Blockchain security is critical. Compromised private keys or system vulnerabilities are common security failures that often result from exploited smart contracts. Account-based systems provide developers with more smart contract capabilities, which in turn are utilized to implement security features. Two examples are multisignature spending policies, which require multiple private keys to authorize a transaction, and atomic swaps, where two assets are traded and settled between counterparties in a single transaction, reducing fraud. The architecture of a UTXO-based system allows transactions of these types to execute natively, without the need for a smart contract. This means that the blockchain still supports rich security features while potential attack vectors are fewer and more costly to exploit.

Privacy

With the UTXO model, wallets generate a new address for each transaction, whereas the account model wallets feature a reusable address. This means that with an account model, the total account balance is visible to anyone, and there exist opportunities to front-run trades based on who is transacting by monitoring proposed-but-not-processed transactions.
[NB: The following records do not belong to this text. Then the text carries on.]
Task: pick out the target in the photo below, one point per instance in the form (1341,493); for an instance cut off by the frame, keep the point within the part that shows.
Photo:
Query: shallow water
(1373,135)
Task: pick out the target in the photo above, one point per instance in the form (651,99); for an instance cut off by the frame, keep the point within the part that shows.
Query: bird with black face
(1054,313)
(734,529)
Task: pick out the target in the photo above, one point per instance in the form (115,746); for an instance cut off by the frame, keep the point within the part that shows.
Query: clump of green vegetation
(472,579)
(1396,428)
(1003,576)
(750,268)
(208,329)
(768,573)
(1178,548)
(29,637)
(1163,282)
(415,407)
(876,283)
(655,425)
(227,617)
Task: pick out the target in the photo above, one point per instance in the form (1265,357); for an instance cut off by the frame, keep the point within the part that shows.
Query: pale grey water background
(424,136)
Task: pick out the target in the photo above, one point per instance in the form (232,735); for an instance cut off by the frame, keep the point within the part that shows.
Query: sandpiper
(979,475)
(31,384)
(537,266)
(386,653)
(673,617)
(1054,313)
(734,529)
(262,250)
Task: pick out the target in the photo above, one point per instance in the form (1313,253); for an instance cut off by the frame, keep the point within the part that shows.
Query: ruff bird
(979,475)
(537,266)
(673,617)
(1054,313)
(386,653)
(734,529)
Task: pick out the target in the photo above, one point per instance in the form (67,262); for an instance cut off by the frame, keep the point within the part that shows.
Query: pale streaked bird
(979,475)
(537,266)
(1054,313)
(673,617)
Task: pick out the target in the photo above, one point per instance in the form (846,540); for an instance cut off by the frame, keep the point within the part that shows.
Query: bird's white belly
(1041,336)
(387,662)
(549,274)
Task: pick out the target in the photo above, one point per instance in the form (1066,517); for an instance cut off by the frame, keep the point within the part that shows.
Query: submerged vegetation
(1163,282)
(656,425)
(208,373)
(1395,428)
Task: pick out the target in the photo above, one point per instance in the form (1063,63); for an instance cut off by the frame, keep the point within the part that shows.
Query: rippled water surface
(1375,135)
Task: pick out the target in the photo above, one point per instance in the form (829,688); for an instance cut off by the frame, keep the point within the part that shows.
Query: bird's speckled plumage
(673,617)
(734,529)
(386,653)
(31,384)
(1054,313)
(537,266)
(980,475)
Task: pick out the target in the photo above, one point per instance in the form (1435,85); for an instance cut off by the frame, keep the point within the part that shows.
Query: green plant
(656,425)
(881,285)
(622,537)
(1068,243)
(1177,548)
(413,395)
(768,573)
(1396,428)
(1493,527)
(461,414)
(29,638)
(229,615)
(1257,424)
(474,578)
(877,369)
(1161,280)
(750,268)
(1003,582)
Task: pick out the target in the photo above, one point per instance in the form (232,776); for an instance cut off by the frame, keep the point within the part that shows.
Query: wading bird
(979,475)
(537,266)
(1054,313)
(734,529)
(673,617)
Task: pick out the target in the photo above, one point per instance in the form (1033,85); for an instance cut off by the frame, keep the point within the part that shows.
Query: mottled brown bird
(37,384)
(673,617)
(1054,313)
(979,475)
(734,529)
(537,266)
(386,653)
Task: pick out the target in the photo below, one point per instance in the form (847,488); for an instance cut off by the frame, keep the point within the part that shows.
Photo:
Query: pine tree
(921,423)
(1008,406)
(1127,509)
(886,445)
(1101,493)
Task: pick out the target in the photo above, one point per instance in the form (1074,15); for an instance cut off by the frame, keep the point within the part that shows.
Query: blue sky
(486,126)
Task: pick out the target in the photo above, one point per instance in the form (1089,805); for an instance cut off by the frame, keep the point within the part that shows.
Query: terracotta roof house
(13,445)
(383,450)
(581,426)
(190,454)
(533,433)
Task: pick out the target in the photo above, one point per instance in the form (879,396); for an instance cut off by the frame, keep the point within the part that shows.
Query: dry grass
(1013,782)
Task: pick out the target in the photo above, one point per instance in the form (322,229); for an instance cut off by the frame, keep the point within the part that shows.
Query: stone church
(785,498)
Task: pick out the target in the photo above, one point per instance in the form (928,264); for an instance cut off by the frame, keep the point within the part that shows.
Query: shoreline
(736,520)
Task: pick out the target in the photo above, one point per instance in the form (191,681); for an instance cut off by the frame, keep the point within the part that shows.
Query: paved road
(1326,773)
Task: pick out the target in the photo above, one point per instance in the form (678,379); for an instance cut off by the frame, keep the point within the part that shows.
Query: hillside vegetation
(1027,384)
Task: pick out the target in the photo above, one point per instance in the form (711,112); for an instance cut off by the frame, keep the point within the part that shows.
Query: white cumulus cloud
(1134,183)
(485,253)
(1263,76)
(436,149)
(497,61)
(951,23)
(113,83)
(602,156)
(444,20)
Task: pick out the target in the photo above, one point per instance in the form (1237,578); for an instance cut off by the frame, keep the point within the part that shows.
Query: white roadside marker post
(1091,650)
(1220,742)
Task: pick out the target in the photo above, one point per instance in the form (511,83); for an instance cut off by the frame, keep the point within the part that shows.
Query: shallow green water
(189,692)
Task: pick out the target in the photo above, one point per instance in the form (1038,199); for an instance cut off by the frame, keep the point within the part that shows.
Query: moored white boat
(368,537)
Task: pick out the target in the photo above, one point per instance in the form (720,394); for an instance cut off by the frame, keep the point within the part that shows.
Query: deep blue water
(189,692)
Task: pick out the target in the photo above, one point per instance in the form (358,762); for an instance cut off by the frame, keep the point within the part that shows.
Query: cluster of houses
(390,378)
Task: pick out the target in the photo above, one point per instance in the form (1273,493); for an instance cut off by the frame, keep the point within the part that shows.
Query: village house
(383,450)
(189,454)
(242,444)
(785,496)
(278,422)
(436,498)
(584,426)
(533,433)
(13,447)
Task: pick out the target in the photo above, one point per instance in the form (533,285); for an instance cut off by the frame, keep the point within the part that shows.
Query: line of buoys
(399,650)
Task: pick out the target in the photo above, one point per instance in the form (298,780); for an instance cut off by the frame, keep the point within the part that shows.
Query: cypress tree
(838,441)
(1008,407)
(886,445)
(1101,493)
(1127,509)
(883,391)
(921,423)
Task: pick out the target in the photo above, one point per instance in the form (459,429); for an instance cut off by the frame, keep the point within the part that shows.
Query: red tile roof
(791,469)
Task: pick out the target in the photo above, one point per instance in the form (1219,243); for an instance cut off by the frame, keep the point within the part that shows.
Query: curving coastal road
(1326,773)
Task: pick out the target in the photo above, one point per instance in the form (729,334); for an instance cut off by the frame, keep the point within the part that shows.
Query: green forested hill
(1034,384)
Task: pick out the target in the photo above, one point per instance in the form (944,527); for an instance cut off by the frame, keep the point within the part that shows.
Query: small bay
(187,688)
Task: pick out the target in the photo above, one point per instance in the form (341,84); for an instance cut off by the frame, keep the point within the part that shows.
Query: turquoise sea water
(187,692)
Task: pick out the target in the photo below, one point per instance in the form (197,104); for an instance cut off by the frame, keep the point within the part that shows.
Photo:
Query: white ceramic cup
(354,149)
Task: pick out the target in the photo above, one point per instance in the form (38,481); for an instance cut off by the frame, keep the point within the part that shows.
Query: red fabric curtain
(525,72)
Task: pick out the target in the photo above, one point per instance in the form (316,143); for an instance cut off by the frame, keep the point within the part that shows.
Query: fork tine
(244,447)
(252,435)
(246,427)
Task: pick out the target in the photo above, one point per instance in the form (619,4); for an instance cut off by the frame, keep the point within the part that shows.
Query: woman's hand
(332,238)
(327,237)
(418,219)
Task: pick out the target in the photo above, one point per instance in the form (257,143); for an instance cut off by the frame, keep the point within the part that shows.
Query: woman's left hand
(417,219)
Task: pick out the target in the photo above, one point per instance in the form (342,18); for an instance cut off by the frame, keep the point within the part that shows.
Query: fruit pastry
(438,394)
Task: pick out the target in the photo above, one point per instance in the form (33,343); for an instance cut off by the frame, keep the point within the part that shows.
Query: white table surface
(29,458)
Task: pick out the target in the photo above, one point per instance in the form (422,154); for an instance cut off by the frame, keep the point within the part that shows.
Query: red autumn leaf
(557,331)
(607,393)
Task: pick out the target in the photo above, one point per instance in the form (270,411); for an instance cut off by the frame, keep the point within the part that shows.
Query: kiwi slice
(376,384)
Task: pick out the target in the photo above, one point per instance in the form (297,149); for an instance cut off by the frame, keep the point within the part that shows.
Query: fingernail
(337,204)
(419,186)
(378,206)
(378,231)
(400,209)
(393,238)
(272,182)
UTXO-based blockchains can still align with regulatory compliance concerns while preserving a greater degree of financial privacy in an increasingly interconnected digital economy.

Programmability

The common critique is that the UTXO model and Bitcoin lack the sophisticated smart contract capabilities required for modern financial products. While account-based systems do offer richer programmability, they may not be the best option for executing large volumes of high-stakes financial transactions where system failures can lead to massive loss of funds. These are the conditions of modern financial systems; one has to assess which system is programmable enough while demonstrating a strong track record for dependable, issue-free performance.

Always robust, Bitcoin’s programmability has made incremental strides, most recently with the Taproot upgrade in 2021. Richer functionality on Bitcoin has further been facilitated by solutions like RGB, Taproot Assets and covenants and programmable assets on the Liquid Network, all of which utilize Bitcoin’s UTXO transaction model.

Built on and inheriting from Bitcoin's battle-tested codebase, the Liquid Network solution, offers finance-friendly features including faster, more confidential transactions and the ability to issue digital assets like tokenized securities, stablecoins, and debt instruments. Liquid utilizes no equity-like staking token and is governed and operated by a federation of independent businesses who each transact according to their own policies without needing to supervise their counterparties or rely on a trusted authority.

The UTXO Model: The Future Of Blockchain Integration

As the financial sector warms up to blockchain technology, the intrinsic merits of the UTXO model in terms of reliability, scalability, security and privacy are becoming especially relevant. Moreover, with the advent of Taproot and the emergence of second-layer solutions like Liquid, the narrative surrounding Bitcoin's capabilities to support smart contracts and complex financial operations is gradually shifting. Corporations and financial institutions eyeing blockchain integration would find it prudent to reevaluate the UTXO model as a viable option, harnessing Bitcoin's foundational principles to safely navigate the complexities of modern-day finance.